Collapse of the Free Syrian Army handed ISIS untold numbers of U.S. arms, tanks, armored personnel carriers, including steel-reinforced Humvees. While never acknowledging the fiasco essentially arming ISIS, Obama continues to rubber stamp the Saudi and Turkish policy of toppling Syrian President Bashar al-Assad, despite driving U.S.-Russian relations to Cold War lows. Obama and Kerry have stubbornly backed the Saudi-funded proxy war against al-Assad, making U.N. Special Envoy Staffan de Mistura’s Geneva peace talks impossible. When 54-year-old Saudi Foreign Minister Adel al-Jubeir insists there can be no peace unless al-Assad leaves Damacus, it doesn’t leave de Mistura much wiggle room. Kerry hasn’t helped matters backing the Saudis at the expense of U.S.-Russian relations. Russian President Vladimir Putin hasn’t wavered one bit in his support of al-Assad.
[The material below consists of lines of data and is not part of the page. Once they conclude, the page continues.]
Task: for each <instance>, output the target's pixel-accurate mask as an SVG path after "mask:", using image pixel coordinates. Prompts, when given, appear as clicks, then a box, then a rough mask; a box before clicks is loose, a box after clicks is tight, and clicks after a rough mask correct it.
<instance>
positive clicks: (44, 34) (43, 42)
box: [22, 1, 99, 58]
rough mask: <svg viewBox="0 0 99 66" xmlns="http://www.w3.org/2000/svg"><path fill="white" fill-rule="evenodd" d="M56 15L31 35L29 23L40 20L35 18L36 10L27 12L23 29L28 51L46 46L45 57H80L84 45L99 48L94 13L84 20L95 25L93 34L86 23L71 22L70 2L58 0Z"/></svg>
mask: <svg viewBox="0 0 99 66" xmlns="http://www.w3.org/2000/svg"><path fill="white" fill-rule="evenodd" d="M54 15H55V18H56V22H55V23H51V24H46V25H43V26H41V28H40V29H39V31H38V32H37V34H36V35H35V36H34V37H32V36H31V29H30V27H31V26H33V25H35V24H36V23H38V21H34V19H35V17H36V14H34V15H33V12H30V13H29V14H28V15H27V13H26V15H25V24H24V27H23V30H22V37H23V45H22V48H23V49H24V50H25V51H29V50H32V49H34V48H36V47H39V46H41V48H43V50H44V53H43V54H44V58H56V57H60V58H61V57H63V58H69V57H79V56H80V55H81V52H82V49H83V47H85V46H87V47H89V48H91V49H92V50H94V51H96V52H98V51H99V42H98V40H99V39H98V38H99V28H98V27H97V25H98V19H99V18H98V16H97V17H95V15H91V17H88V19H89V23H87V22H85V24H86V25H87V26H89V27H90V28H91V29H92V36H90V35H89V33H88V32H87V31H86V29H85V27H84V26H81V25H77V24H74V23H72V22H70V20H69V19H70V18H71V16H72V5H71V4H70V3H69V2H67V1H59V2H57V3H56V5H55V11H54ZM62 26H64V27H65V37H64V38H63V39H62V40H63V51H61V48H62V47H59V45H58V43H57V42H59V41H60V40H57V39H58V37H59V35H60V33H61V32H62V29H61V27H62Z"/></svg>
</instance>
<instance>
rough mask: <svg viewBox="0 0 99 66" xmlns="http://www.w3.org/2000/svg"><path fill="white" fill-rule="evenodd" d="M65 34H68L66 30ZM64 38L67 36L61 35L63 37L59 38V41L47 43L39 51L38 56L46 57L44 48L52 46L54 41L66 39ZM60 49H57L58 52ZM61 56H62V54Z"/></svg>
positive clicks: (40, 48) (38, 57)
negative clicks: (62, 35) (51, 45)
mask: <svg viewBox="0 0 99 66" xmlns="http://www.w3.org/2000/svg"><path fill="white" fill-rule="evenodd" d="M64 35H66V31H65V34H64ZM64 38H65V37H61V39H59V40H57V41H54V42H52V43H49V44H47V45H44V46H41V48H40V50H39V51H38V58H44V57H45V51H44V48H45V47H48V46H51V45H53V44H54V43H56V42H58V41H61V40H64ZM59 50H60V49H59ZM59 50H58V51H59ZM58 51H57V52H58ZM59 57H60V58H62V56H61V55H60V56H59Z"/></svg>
Operating on a shaky Feb. 27 ceasefire, Saudi rebel groups, led by Jaysh al-Islam, weren’t happy when its founder 44-year-old Sheikh Zahran Alloush was killed by a Russian air strike Dec. 25, 2015. While his brother Mohammed took over, Russian air strikes nearly wiped out the Saudi-funded rebel groups before reluctantly agreeing to the Feb. 27 ceasefire. Obama and Kerry haven’t helped U.N. Special Envoy Staffan de Mistura’s Geneva peace talks backing the Saudi proxy war to topple al-Assad. Withdrawing Russian forces March 15, Obama and Kerry hoped Putin changed his mind backing al-Assad. Unlike Obama and Kerry, Putin has been remarkably consistent backing al-Assad’s Shiite government. Meeting with Putin and Russian Foreign Minister Sergei Lavrov March 24 at the Kremlin, Kerry failed to convince Putin to toss his long-time ally al-Assad under the bus.
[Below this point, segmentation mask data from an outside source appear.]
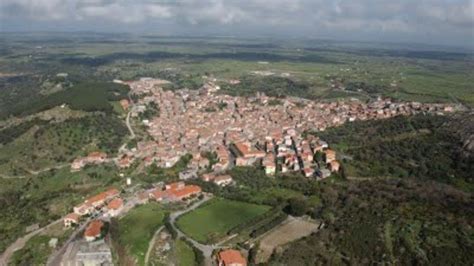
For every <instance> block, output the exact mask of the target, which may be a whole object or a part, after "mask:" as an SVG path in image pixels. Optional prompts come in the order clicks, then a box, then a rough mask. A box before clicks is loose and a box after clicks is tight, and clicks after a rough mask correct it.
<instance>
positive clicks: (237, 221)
mask: <svg viewBox="0 0 474 266" xmlns="http://www.w3.org/2000/svg"><path fill="white" fill-rule="evenodd" d="M268 210H270V207H269V206H265V205H256V204H250V203H245V202H239V201H232V200H227V199H220V198H218V199H213V200H211V201H210V202H208V203H206V204H205V205H203V206H201V207H199V208H198V209H196V210H194V211H192V212H190V213H187V214H185V215H183V216H182V217H180V218H179V219H178V222H177V225H178V227H179V228H180V229H181V230H182V231H183V232H184V233H186V234H187V235H189V236H191V237H192V238H193V239H195V240H197V241H199V242H202V243H212V242H215V241H217V240H219V239H221V238H222V237H224V236H225V235H226V234H227V232H228V231H229V230H231V229H232V228H234V227H236V226H238V225H240V224H243V223H245V222H248V221H251V220H252V219H254V218H257V217H258V216H260V215H262V214H264V213H265V212H267V211H268Z"/></svg>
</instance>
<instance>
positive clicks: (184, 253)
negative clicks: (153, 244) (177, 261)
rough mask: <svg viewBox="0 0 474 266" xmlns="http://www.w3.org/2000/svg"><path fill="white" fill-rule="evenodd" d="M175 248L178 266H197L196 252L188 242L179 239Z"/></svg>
mask: <svg viewBox="0 0 474 266" xmlns="http://www.w3.org/2000/svg"><path fill="white" fill-rule="evenodd" d="M174 248H175V256H176V257H175V258H176V259H177V261H178V263H177V264H178V266H192V265H195V264H196V262H195V256H194V251H193V249H192V248H191V247H190V246H189V245H188V244H186V242H184V241H183V240H180V239H178V240H176V242H175V244H174Z"/></svg>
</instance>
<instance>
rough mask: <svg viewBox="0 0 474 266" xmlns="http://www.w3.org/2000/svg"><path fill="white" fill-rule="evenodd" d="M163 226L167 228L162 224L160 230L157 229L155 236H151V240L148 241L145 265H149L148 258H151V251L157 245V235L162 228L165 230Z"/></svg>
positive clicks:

Responding the April 3 Panama Papers scandal involving offshore tax havens and money laundering, Putin blamed the U.S. for the smear, stating it was because of his success in reinforcing the legitimate sovereignty of Syrian President Bashar al-Assad. Why Obama and Kerry thought Putin changed his mind on al-Assad is anyone’s guess. “In the coming weeks and months, the coalition will worke with Iraq to turn up the pressure even further. We will continue targeting and taking out [ISIS’s] leaders, and we will train local forces to take and hold more ground,” said Kerry, addressing recent reports that the Iraqi Army cut-and-ran around Mosul. Kerry needs to address Turkey’s air strikes against the U.S.-backed Kurdish YPG forces, the best hope in battling ISIS in Syria and Iraq. Turkish President Recep Tayyip Erdogan equates the YPG with the Kurdish PKK, considered a terror group by Ankara.
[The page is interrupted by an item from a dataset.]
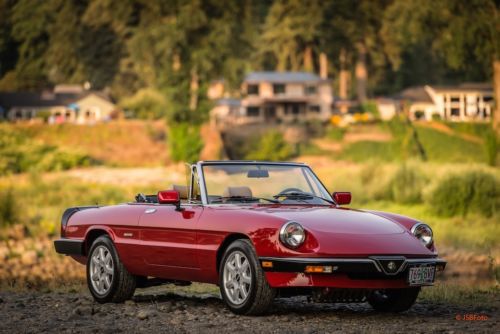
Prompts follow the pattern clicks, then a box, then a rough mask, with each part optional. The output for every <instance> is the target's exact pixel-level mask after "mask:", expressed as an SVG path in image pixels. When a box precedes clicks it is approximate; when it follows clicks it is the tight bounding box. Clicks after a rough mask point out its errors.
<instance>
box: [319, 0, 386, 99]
mask: <svg viewBox="0 0 500 334" xmlns="http://www.w3.org/2000/svg"><path fill="white" fill-rule="evenodd" d="M388 3H389V0H371V1H363V0H354V1H352V0H337V1H329V2H325V8H324V11H323V12H324V20H323V24H322V28H321V31H322V34H321V45H322V48H323V49H324V50H326V52H327V54H328V56H329V57H330V59H334V60H338V61H336V65H337V68H339V70H340V72H339V78H340V82H339V88H340V89H339V95H340V96H341V97H343V98H347V97H348V92H347V90H348V89H347V87H348V85H349V84H348V81H349V77H350V75H349V68H352V67H354V74H355V79H356V81H355V83H356V96H357V98H358V100H359V101H360V102H364V101H365V100H366V98H367V96H368V88H369V87H368V86H369V85H368V84H369V81H368V80H369V73H371V74H372V76H373V79H380V78H377V75H379V73H377V75H375V73H374V72H375V71H377V70H378V71H380V70H383V69H384V65H385V56H384V53H383V51H382V50H381V49H380V47H379V46H380V44H381V43H380V36H379V30H380V27H381V25H382V17H383V12H384V10H385V8H386V7H387V4H388ZM376 81H377V80H372V84H375V83H376Z"/></svg>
Kerry must do more than bring empty promises to Baghdad, whose beleaguered military needs all the help its can get. Unwilling to confront Turkey, the White House employs a “circular firing squad” policy, backing Saudi Arabia’s proxy war against al-Assad, and, doing nothing to stop Turkey’s attacks against the Kurds. Without confronting Ankara and Riyadh, it’s unrealistic to think de Mistura’s Geneva peace efforts can accomplish anything. Obama’s Syrian policy undermines any coherent attempt to defeat ISIS. Nether Turkey nor Saudi Arabia are invested in evicting ISIS from Iraq and Syria. Allowing the Turks to attack the Kurds runs counter to Obama’s stated goal of defeating ISIS. Instead of pandering to the Saudis and Turks, the White House needs align U.S. foreign policy with Putin, letting al-Assad stay put while doubling down on eliminating ISIS.